円居挽が描く、ホームズ譚のオマージュ的作品『キングレオの冒険』

名探偵の「キングレオ」こと天親獅子丸。京都の街で次々と起こる事件を助手の大河と共に鮮やかに解決しています。この作品世界の京都では探偵が公的な職業となっており、「日本探偵公社」なる組織が設立されていました。

シャーロック・ホームズとワトソンを彷彿とさせる、獅子丸と大河のコンビが活躍する、ライトノベル風ミステリー。作品内もシャーロック・ホームズへのオマージュで溢れ、探偵バトルが繰り広げられます。見え隠れする黒幕の正体とは?獅子丸・大河コンビのBL的な関係性にも注目です。

著者
円居 挽
出版日
2015-06-20

大河がミステリの新人賞に応募したことに端を発する「赤影連盟」、暗号による麻薬取引を扱った「踊る人魚」など、全部で5編を収録。どの短編も獅子丸の卓越した推理力が光ります。各編のタイトルはシャーロック・ホームズの聖典(シャーロック・ホームズの全シリーズの総称)に関するものとなっており、ファンならばニヤリとしてしまうかも知れません。

「ルヴォワール」シリーズと同じ名前のキャラも登場する、一種のパラレルワールド的作品。特に『丸太町ルヴォワール』に登場した城坂論語は本作のキーマンとしての役割を担っています。ホームズの聖典を知っていればより楽しめる、犯人との知恵比べが痛快なミステリーです。

その告白は、必ず成功する。『コクラセ』

大人気フリーゲームのノベライズ作品。ゲームにはない完全オリジナルストーリーを収録した短編集です。イラストもゲームと同じどろみずが担当し、新キャラクターも登場。ゲームとはまた違った視点から楽しむことができます。

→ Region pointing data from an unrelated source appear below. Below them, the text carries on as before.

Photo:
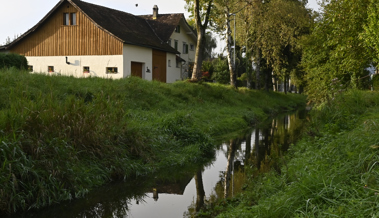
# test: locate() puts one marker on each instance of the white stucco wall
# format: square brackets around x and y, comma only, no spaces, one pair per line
[97,65]
[173,72]
[142,55]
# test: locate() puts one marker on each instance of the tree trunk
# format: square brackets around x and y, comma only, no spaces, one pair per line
[199,190]
[274,86]
[200,28]
[231,63]
[258,70]
[285,85]
[196,73]
[229,167]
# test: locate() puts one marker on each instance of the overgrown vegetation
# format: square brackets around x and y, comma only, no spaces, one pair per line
[332,172]
[62,136]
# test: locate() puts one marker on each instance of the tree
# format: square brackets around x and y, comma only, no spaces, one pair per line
[335,54]
[210,42]
[226,9]
[371,30]
[201,21]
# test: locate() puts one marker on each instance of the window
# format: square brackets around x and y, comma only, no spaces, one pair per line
[176,45]
[69,19]
[177,29]
[185,48]
[86,70]
[111,70]
[50,69]
[66,19]
[73,19]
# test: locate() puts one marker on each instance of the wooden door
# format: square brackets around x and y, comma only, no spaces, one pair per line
[159,66]
[137,69]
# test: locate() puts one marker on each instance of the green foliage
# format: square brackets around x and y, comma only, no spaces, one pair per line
[60,137]
[371,33]
[335,51]
[8,60]
[221,71]
[332,173]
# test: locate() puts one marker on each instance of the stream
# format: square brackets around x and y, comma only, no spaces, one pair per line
[181,194]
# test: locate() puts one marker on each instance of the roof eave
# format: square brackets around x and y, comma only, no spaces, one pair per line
[96,24]
[153,47]
[35,26]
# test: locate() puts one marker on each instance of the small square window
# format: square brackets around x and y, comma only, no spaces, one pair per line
[177,29]
[73,18]
[66,19]
[50,69]
[111,70]
[86,70]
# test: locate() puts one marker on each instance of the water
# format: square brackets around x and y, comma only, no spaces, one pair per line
[182,193]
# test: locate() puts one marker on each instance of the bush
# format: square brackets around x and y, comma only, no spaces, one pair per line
[13,60]
[221,72]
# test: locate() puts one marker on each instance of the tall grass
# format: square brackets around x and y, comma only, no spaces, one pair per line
[62,136]
[333,172]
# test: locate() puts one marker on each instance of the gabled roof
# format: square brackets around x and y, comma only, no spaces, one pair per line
[165,24]
[127,28]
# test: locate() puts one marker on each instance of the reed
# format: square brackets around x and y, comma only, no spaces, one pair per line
[63,136]
[332,172]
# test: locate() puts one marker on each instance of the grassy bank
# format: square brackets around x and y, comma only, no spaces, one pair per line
[332,172]
[62,136]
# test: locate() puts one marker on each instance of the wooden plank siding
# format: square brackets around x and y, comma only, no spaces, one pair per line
[55,39]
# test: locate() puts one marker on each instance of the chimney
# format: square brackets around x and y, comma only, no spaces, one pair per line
[155,12]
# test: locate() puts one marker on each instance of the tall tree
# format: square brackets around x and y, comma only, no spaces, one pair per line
[226,10]
[201,20]
[335,54]
[371,33]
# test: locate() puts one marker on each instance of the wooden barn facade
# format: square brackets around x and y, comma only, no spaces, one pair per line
[81,39]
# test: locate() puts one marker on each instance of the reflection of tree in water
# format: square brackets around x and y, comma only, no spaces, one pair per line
[272,142]
[109,201]
[263,150]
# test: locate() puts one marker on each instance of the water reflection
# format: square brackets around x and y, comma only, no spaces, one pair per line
[261,149]
[184,192]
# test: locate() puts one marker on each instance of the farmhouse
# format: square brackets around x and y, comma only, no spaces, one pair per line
[81,39]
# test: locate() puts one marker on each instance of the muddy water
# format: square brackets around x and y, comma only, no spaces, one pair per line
[181,193]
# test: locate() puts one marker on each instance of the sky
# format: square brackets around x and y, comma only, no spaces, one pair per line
[18,16]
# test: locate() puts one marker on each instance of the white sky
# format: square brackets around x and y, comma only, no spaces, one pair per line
[17,16]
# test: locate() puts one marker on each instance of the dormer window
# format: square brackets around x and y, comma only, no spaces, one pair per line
[177,29]
[69,19]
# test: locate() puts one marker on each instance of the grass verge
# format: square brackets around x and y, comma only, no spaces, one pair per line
[62,136]
[332,172]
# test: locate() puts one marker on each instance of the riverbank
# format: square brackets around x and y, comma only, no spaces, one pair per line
[62,136]
[332,172]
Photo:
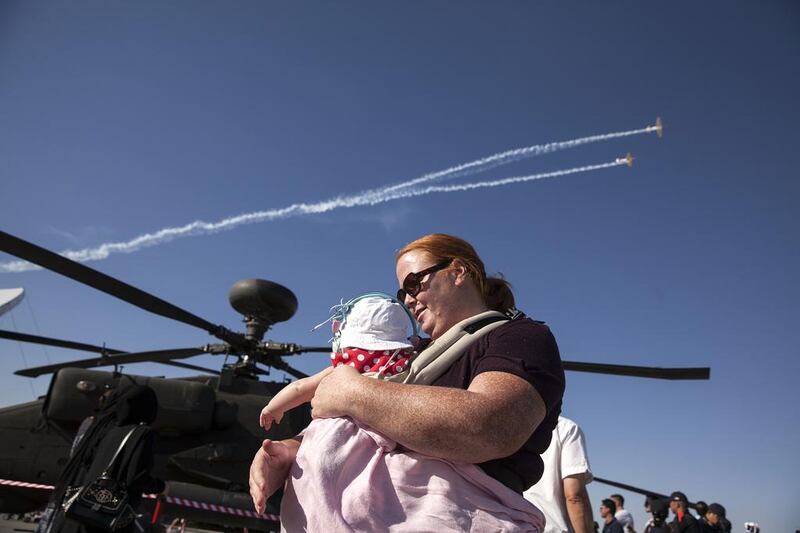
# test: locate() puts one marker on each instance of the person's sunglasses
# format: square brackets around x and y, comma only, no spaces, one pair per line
[413,282]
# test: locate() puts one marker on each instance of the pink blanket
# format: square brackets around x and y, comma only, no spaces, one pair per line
[350,478]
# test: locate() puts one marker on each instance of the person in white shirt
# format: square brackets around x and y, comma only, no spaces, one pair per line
[561,492]
[623,517]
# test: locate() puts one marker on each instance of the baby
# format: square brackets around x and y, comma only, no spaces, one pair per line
[369,334]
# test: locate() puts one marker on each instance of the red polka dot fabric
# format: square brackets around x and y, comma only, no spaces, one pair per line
[384,362]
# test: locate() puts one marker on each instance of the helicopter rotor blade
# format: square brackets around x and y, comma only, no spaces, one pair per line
[280,364]
[49,341]
[157,356]
[631,488]
[190,367]
[112,286]
[639,371]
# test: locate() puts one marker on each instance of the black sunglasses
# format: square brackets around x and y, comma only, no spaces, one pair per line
[413,282]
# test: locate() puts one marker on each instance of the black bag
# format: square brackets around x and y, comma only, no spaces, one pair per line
[103,503]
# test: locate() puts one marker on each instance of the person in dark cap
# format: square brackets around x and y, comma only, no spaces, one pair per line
[702,508]
[659,508]
[124,409]
[684,522]
[715,518]
[607,510]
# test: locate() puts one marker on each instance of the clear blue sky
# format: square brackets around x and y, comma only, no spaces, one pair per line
[122,118]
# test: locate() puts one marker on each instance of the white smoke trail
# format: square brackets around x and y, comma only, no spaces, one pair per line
[365,198]
[510,156]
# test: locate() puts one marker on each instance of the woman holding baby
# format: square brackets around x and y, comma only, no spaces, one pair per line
[454,445]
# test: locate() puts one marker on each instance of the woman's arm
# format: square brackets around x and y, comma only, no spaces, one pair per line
[292,395]
[270,468]
[491,419]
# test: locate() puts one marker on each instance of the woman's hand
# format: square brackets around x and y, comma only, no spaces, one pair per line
[268,416]
[335,392]
[270,468]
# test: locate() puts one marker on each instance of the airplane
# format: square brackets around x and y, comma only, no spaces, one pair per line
[628,160]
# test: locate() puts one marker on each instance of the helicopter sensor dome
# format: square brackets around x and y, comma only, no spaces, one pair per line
[263,299]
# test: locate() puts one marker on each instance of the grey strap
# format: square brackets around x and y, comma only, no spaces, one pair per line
[434,360]
[121,445]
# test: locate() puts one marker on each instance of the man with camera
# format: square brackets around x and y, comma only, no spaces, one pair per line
[684,522]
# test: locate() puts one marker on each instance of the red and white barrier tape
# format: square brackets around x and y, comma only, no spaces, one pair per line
[12,483]
[169,499]
[219,508]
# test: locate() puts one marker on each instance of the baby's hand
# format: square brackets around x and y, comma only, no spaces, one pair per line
[268,416]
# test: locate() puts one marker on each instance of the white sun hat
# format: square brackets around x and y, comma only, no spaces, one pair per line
[375,323]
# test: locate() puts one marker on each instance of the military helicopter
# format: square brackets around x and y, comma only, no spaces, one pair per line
[207,426]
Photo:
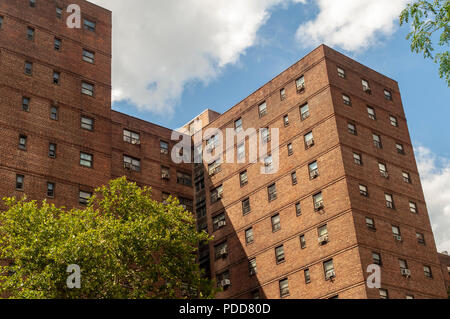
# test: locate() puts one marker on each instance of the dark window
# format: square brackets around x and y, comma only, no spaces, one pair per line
[50,190]
[23,142]
[52,150]
[89,25]
[54,113]
[88,56]
[20,182]
[86,160]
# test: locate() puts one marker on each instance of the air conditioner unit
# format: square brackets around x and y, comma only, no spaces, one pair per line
[324,240]
[330,275]
[406,273]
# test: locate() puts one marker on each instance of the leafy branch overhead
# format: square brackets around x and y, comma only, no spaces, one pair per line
[426,19]
[126,244]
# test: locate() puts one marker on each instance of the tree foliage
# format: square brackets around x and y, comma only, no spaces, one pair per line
[126,244]
[426,18]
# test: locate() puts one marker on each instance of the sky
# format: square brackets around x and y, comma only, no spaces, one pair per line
[173,59]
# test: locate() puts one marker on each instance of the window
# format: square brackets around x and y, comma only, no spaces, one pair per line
[246,206]
[58,13]
[262,109]
[165,173]
[400,149]
[376,258]
[302,241]
[346,99]
[309,140]
[54,113]
[286,120]
[283,94]
[52,150]
[87,123]
[363,190]
[307,276]
[290,149]
[272,192]
[184,178]
[20,182]
[23,142]
[26,104]
[388,95]
[318,202]
[420,238]
[86,160]
[384,294]
[279,254]
[249,236]
[276,223]
[413,207]
[366,86]
[383,170]
[57,44]
[406,177]
[88,56]
[214,168]
[298,209]
[131,137]
[89,25]
[393,120]
[131,163]
[87,89]
[357,158]
[323,235]
[221,250]
[164,147]
[219,221]
[284,288]
[216,194]
[238,125]
[252,266]
[377,141]
[84,197]
[371,112]
[328,267]
[241,152]
[294,178]
[389,201]
[352,129]
[300,84]
[370,223]
[50,190]
[28,68]
[265,135]
[313,170]
[56,77]
[304,112]
[30,33]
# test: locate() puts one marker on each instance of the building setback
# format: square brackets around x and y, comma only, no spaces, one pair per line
[347,193]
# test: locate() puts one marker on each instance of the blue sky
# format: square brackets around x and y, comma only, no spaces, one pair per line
[189,55]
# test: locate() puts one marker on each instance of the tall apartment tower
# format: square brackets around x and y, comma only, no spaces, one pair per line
[346,194]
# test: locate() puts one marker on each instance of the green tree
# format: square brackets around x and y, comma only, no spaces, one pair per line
[427,18]
[126,244]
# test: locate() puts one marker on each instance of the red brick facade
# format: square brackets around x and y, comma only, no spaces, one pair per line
[85,129]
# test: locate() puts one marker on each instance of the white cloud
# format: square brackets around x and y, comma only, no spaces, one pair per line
[160,46]
[435,177]
[351,25]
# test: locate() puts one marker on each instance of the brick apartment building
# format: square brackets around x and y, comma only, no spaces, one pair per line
[347,193]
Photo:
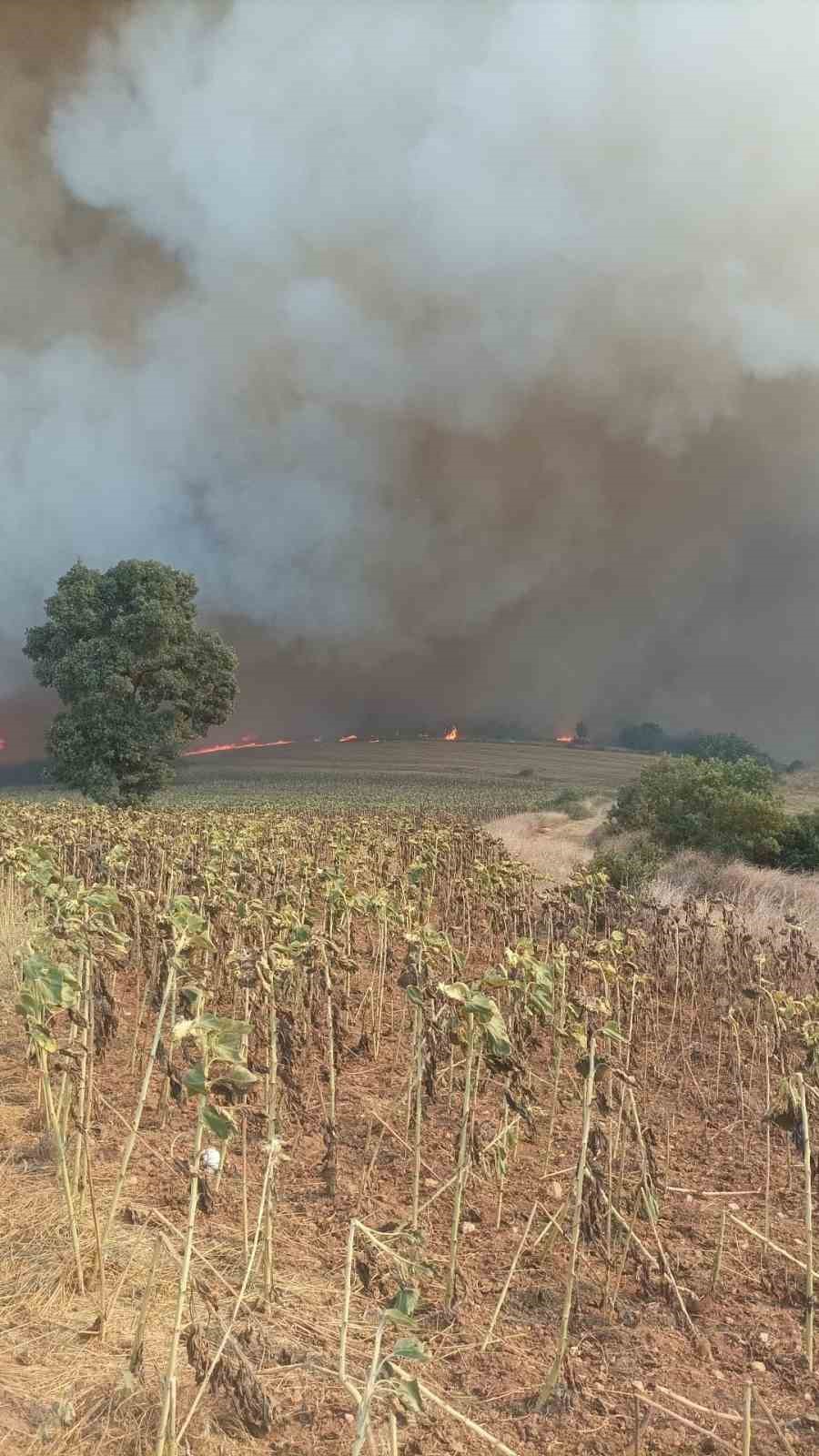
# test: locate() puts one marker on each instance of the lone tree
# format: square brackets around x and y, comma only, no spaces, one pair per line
[136,674]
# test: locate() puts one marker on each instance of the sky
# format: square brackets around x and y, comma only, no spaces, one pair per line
[468,354]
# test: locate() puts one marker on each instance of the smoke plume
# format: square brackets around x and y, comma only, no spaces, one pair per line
[468,354]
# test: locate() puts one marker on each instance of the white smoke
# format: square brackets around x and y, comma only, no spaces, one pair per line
[489,319]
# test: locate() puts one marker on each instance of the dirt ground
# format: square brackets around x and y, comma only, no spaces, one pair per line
[551,844]
[65,1385]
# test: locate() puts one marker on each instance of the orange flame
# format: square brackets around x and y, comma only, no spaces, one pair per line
[232,747]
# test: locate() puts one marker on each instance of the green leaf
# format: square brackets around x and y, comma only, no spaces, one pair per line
[410,1395]
[220,1123]
[455,990]
[397,1317]
[410,1349]
[405,1300]
[239,1077]
[43,1040]
[194,1081]
[102,899]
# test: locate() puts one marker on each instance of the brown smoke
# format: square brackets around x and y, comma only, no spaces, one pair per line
[467,353]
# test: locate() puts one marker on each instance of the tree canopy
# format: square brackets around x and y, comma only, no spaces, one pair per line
[136,676]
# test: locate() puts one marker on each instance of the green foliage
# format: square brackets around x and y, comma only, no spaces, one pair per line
[724,808]
[799,842]
[643,737]
[627,864]
[136,674]
[727,747]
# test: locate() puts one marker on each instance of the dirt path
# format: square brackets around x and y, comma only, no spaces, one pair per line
[552,844]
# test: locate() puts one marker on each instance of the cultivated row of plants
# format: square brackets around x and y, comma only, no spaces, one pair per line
[271,954]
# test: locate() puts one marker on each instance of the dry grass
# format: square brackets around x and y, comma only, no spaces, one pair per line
[763,895]
[14,934]
[552,844]
[802,791]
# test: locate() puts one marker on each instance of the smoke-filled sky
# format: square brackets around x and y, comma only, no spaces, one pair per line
[467,353]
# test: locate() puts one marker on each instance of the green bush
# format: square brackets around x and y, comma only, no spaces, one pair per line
[724,808]
[727,747]
[799,842]
[643,737]
[629,863]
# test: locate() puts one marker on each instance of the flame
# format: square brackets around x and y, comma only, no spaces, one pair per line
[232,747]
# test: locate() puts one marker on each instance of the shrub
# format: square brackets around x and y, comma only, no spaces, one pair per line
[799,842]
[643,737]
[629,863]
[727,808]
[727,747]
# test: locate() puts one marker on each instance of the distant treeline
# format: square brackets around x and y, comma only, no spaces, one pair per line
[22,775]
[727,747]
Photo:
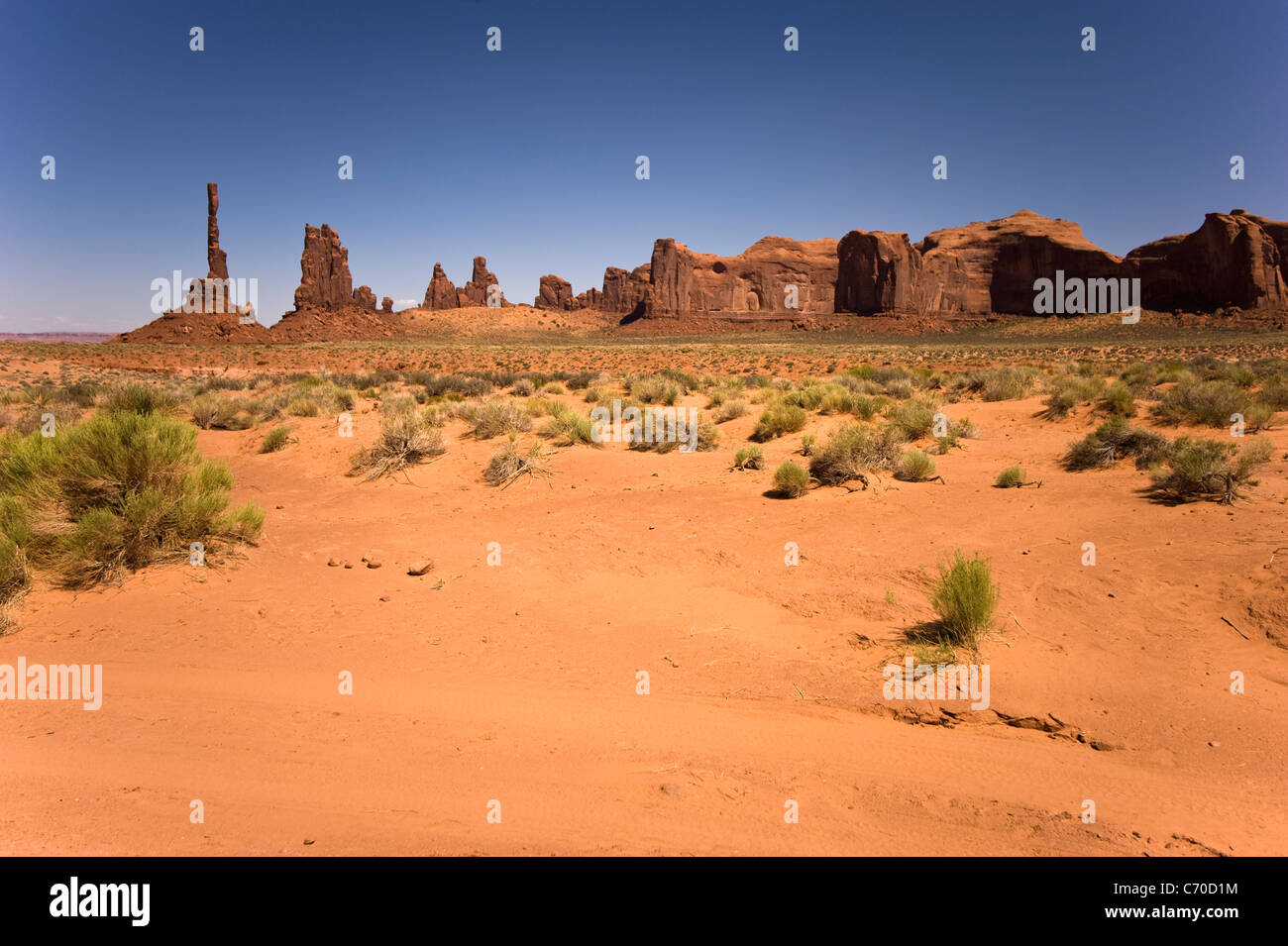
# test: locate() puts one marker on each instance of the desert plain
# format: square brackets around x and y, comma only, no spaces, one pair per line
[494,703]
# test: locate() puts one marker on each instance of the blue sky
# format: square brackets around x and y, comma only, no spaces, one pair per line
[527,156]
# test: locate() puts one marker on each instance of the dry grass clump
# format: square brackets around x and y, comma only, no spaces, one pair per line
[1210,470]
[1115,441]
[851,452]
[406,439]
[509,465]
[750,457]
[778,420]
[915,467]
[791,480]
[490,418]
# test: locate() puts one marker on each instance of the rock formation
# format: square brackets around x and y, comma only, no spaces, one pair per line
[554,292]
[214,309]
[774,275]
[876,271]
[1232,261]
[991,266]
[626,291]
[441,293]
[325,280]
[365,299]
[215,258]
[475,292]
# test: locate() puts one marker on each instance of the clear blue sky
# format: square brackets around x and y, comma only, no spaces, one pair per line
[527,156]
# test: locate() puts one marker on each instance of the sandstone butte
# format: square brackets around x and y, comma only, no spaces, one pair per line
[1233,262]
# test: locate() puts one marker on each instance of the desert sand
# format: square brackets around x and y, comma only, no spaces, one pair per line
[515,683]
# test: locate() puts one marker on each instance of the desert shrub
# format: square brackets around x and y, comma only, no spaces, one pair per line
[724,391]
[866,408]
[965,598]
[1275,394]
[750,457]
[34,417]
[914,467]
[1115,441]
[275,439]
[1258,416]
[220,383]
[211,412]
[1067,392]
[303,407]
[14,578]
[655,389]
[851,451]
[114,493]
[570,428]
[1207,403]
[778,420]
[791,480]
[730,409]
[441,386]
[404,441]
[490,418]
[138,399]
[1009,383]
[708,437]
[1120,400]
[900,387]
[1012,476]
[1210,470]
[912,418]
[507,464]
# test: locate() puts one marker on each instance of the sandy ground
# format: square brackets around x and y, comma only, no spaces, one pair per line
[516,683]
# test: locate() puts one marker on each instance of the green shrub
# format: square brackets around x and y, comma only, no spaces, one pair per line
[780,420]
[1120,399]
[1207,403]
[115,493]
[490,418]
[140,399]
[570,428]
[965,598]
[853,451]
[791,480]
[912,418]
[1210,470]
[729,409]
[914,467]
[750,457]
[1012,476]
[1009,383]
[1115,441]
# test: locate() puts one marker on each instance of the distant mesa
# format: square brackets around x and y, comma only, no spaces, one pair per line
[1233,262]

受けた依頼は必ず果たす、「コクラセ」という存在。彼らは依頼人が想いを遂げられるように告白の舞台をセッティングし、それを成功へと導く秘密集団でした。舞台は、文化祭が近付く羽里高校。次々とコクラセに依頼が舞い込んできます。

著者
円居 挽
出版日
2016-05-14

内容は、全3話から構成されています。第1話は、幼馴染に告白するためシャーロック・ホームズのある事件をベースに計画が練られる「O・Kティーチャー」、第2話は依頼人のわからない依頼が飛び込み、多目的棟を訪れたメグを罠が襲う「せぷてん」、そして第3話は「破局の暴君」と呼ばれる天王洲タイラーが、コクラセに目を付ける「タイラント・ブレイク」。どれもゲームの世界観を大切にしながら、円居挽らしくアレンジされています。

「コクラセ」は作者・galantiが原作のフリーゲーム。操作するキャラクターを入れ替えながら、告白を成功させるべくシナリオを進めていくというゲームです。もちろん、ゲーム未プレイでも楽しんで読むことができ、その独特の世界観を存分に味わえます。

円居挽作品は、練られた世界観とキャラクターたちが魅力です。ぜひその不思議な世界を覗いてみてください。